We were stuck in our cars at a rest stop in the very wet shadow of Grand Teton mountain. Rain poured down upon our parked caravan of night sky photographers. It was 11:30 pm and seminar leader, Mike Berenson of Night Sky Photography LLC was walking between vehicles giving seminar attendees a hopeful weather update. I rolled down the window, and he nervously asked how my wife and I were holding up. I understood the pressure he was under to deliver a good experience.
“We’re good with any call you make, Mike”
“I am seeing a break in the clouds happening down in the valley back at Moulton Barns—possibly in an hour. We’re going to
We pulled out of the String Lake parking area, the third chase this night to find a clear patch of sky. The car headlights offered a narrow channel of visibility— alternating vistas of Lodgepole Pine forest and sagebrush meadows.

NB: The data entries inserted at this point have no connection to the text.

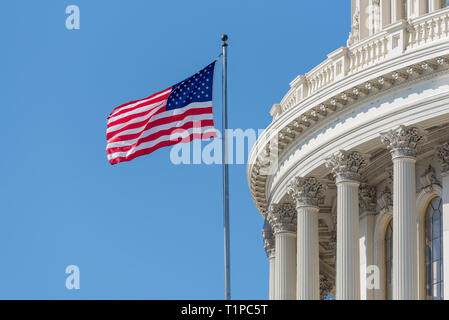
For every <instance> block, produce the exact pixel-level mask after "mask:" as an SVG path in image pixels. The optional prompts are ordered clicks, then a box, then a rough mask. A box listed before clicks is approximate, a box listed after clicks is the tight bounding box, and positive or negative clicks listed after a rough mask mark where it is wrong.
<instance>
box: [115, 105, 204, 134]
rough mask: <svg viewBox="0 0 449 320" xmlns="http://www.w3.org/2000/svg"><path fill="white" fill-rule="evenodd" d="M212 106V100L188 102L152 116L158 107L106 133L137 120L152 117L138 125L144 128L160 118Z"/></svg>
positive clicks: (121, 126) (182, 113) (157, 109)
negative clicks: (177, 107)
mask: <svg viewBox="0 0 449 320" xmlns="http://www.w3.org/2000/svg"><path fill="white" fill-rule="evenodd" d="M210 107H212V101H206V102H194V103H191V104H188V105H187V106H185V107H183V108H179V109H174V110H168V111H165V112H161V113H158V114H156V115H155V116H154V117H152V118H151V116H152V115H153V114H154V113H155V112H156V111H157V110H159V109H160V108H157V109H155V111H154V112H150V113H149V114H148V115H146V116H143V117H138V118H134V119H132V120H130V121H128V122H125V123H121V124H118V125H115V126H112V127H110V128H108V129H107V130H106V133H111V132H114V131H117V130H120V129H122V128H123V127H125V126H127V125H129V124H132V123H136V122H141V121H145V120H147V119H149V118H151V120H150V121H149V122H146V123H143V124H142V125H141V126H140V127H138V128H142V127H144V126H146V125H147V124H148V123H151V122H153V121H155V120H158V119H162V118H168V117H172V116H176V115H180V114H183V113H184V112H186V111H188V110H190V109H201V108H210ZM135 129H136V128H135ZM120 135H122V133H121V132H120V133H119V134H117V135H115V136H114V137H118V136H120ZM112 138H113V137H111V139H112Z"/></svg>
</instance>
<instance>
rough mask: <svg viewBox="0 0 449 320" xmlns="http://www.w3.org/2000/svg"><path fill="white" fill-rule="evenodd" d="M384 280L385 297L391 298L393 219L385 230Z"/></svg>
mask: <svg viewBox="0 0 449 320" xmlns="http://www.w3.org/2000/svg"><path fill="white" fill-rule="evenodd" d="M385 280H386V283H385V292H386V299H387V300H393V283H392V281H393V220H391V221H390V223H389V224H388V226H387V231H386V232H385Z"/></svg>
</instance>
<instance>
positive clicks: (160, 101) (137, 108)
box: [108, 92, 170, 121]
mask: <svg viewBox="0 0 449 320" xmlns="http://www.w3.org/2000/svg"><path fill="white" fill-rule="evenodd" d="M169 95H170V92H168V93H167V94H164V95H163V96H160V97H158V98H156V99H152V100H149V101H145V102H142V103H139V104H138V105H136V106H134V107H131V108H126V109H123V110H120V111H118V112H117V113H116V114H114V115H110V116H109V117H108V121H109V120H110V119H113V118H115V117H117V116H119V115H121V114H124V113H127V112H130V111H133V110H136V109H139V108H142V107H145V106H148V105H150V104H154V103H158V102H162V101H165V100H167V99H168V96H169Z"/></svg>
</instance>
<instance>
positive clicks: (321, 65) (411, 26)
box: [270, 7, 449, 118]
mask: <svg viewBox="0 0 449 320" xmlns="http://www.w3.org/2000/svg"><path fill="white" fill-rule="evenodd" d="M442 39H445V40H447V39H449V7H448V8H445V9H441V10H438V11H436V12H433V13H430V14H426V15H424V16H421V17H418V18H414V19H410V20H408V21H405V20H402V21H399V22H396V23H394V24H391V25H389V26H386V27H385V28H384V29H383V30H382V31H381V32H379V33H377V34H375V35H373V36H371V37H369V38H367V39H364V40H362V41H361V42H358V43H356V44H355V45H353V46H351V47H349V48H347V47H342V48H340V49H338V50H336V51H334V52H332V53H331V54H329V55H328V58H327V60H325V61H324V62H323V63H321V64H320V65H318V66H317V67H315V68H314V69H313V70H311V71H310V72H308V73H307V74H306V75H301V76H298V77H297V78H296V79H295V80H293V81H292V82H291V83H290V87H291V89H290V90H289V92H288V93H287V95H286V96H285V97H284V99H282V101H281V103H280V104H275V105H274V106H273V108H272V109H271V111H270V113H271V115H272V116H273V117H274V118H277V117H278V116H279V115H281V114H282V113H283V112H285V111H287V110H289V109H290V108H292V107H293V106H295V105H296V104H298V103H300V102H301V101H303V100H305V99H307V98H308V97H310V96H313V95H314V94H315V93H317V92H319V91H321V90H322V89H324V88H326V87H328V86H330V85H332V84H333V83H335V82H337V81H339V80H341V79H343V78H345V77H346V76H350V75H353V74H355V73H357V72H360V71H361V70H364V69H366V68H369V67H370V66H373V65H376V64H379V63H381V62H383V61H385V60H388V59H389V58H392V57H395V56H398V55H401V54H403V53H404V52H406V51H408V50H414V49H415V48H417V47H420V46H423V45H427V44H431V43H432V42H435V41H439V40H442Z"/></svg>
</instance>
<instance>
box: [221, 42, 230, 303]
mask: <svg viewBox="0 0 449 320" xmlns="http://www.w3.org/2000/svg"><path fill="white" fill-rule="evenodd" d="M221 40H222V41H223V44H222V48H223V81H222V86H223V133H222V134H223V140H222V141H223V144H222V159H223V223H224V267H225V300H231V257H230V227H229V168H228V145H227V140H226V137H227V134H226V132H227V129H228V44H227V43H226V41H227V40H228V36H227V35H226V34H224V35H222V36H221Z"/></svg>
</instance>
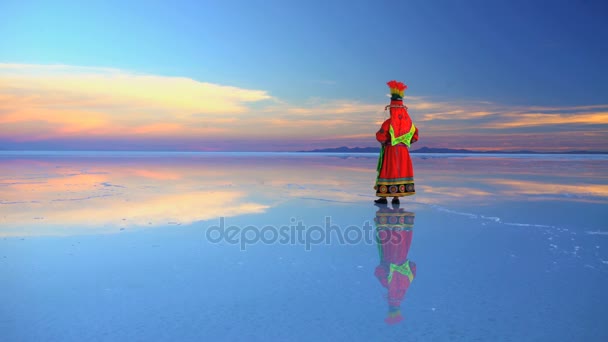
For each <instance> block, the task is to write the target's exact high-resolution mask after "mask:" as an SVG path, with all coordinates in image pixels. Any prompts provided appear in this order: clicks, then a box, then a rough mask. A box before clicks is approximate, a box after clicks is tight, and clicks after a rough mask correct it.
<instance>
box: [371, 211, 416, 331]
mask: <svg viewBox="0 0 608 342" xmlns="http://www.w3.org/2000/svg"><path fill="white" fill-rule="evenodd" d="M374 221H375V223H376V234H377V235H376V237H377V242H378V251H379V253H380V264H379V265H378V267H376V271H375V272H374V274H375V275H376V278H378V280H379V281H380V283H381V284H382V286H384V287H385V288H386V289H387V290H388V298H387V299H388V315H387V317H386V319H385V320H384V321H385V322H386V323H388V324H395V323H398V322H400V321H401V320H402V319H403V317H402V316H401V301H402V300H403V297H405V292H406V291H407V289H408V288H409V287H410V284H411V283H412V281H413V280H414V277H415V276H416V263H414V262H413V261H410V260H409V259H408V258H407V254H408V252H409V250H410V245H411V244H412V234H413V228H414V213H412V212H407V211H405V210H403V209H400V208H393V209H391V208H387V207H384V208H380V209H379V210H378V211H377V212H376V218H375V219H374Z"/></svg>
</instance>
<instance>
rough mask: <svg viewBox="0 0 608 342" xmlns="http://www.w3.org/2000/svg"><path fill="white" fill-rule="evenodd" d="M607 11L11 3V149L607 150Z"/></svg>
mask: <svg viewBox="0 0 608 342" xmlns="http://www.w3.org/2000/svg"><path fill="white" fill-rule="evenodd" d="M606 42H608V3H606V2H605V1H602V0H586V1H585V0H578V1H574V0H572V1H565V0H554V1H534V0H532V1H531V0H528V1H521V0H510V1H502V0H493V1H483V0H466V1H450V0H424V1H423V0H402V1H397V0H393V1H381V0H369V1H355V0H350V1H343V0H335V1H327V0H309V1H290V0H282V1H281V0H266V1H258V0H248V1H241V0H232V1H205V0H202V1H181V0H180V1H170V2H169V1H112V0H106V1H86V2H83V1H62V0H55V1H15V0H0V149H18V150H40V149H46V150H86V149H90V150H162V151H298V150H307V149H313V148H329V147H339V146H349V147H356V146H358V147H367V146H377V145H378V143H377V142H376V141H375V132H376V131H377V130H378V129H379V127H380V124H381V123H382V121H383V120H385V119H386V118H387V117H388V114H387V113H386V112H384V106H385V105H387V104H388V103H389V95H388V93H389V89H388V87H387V86H386V82H387V81H389V80H393V79H395V80H399V81H403V82H405V83H406V84H407V85H408V89H407V91H406V97H405V98H404V102H405V104H406V105H407V106H408V108H409V113H410V115H411V117H412V119H413V121H414V122H415V124H416V126H417V127H418V128H419V130H420V140H419V142H417V145H414V148H416V146H417V147H422V146H428V147H447V148H468V149H473V150H519V149H532V150H538V151H562V150H593V151H608V82H607V80H608V62H606V61H607V60H608V44H607V43H606Z"/></svg>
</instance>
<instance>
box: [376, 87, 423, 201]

At the first switchback curve our car beams swept across a clearing and before us glowed two dozen pairs of eyes.
Each set taller than a man’s. A stag elk and his harem! The twelve pointer stepped forward without fear. His antlers appeared like wings outlined in a glowing halo of rain and snow. I took this as a good omen in an otherwise topsy- turvey September in which strong Hurricanes ripped the Caribbean and an early winter thrust itself upon Wyoming.
The Elk however, were sounding their bugles and rutting in season—precisely as they should. Perhaps, nature would normalize for a few hours and make it possible for us to capture one of photography’s most elusive subjects.
Everyone can never forget the first time that saw stars away from city lights on a truly dark night. I first witnessed a velvety black sky filled with stars from an outer island of the Bahamas. Hundreds of miles from the nearest city lights,
the heavens revealed a roadway of shimmering stars that seemed glued together in a band from horizon to horizon.
This span of stars rose right out of the western sea then fell into the dark ocean to the east–an object of incomprehensible and humbling size. What looked like a bridge spanning the night was, I later learned, is the galaxy in which our solar system resides.
The majestic Elk was a indeed a good omen. Rain ceased to mire the windshield and a star bright star peaked out. This small miracle patch of clear sky, opened further as we raced down from the Tetons into the valley called Jackson Hole. We departed the weather-making mountain, and arrived at a row of barns built by Mormon’s in the 1880’s. We tumbled out of cars and grabbed our tripods and camera packs. “Aaaah!” “Oh its beautiful”. “Amazing!” Our eyes adjusted to the dark and the Milky Way was revealed!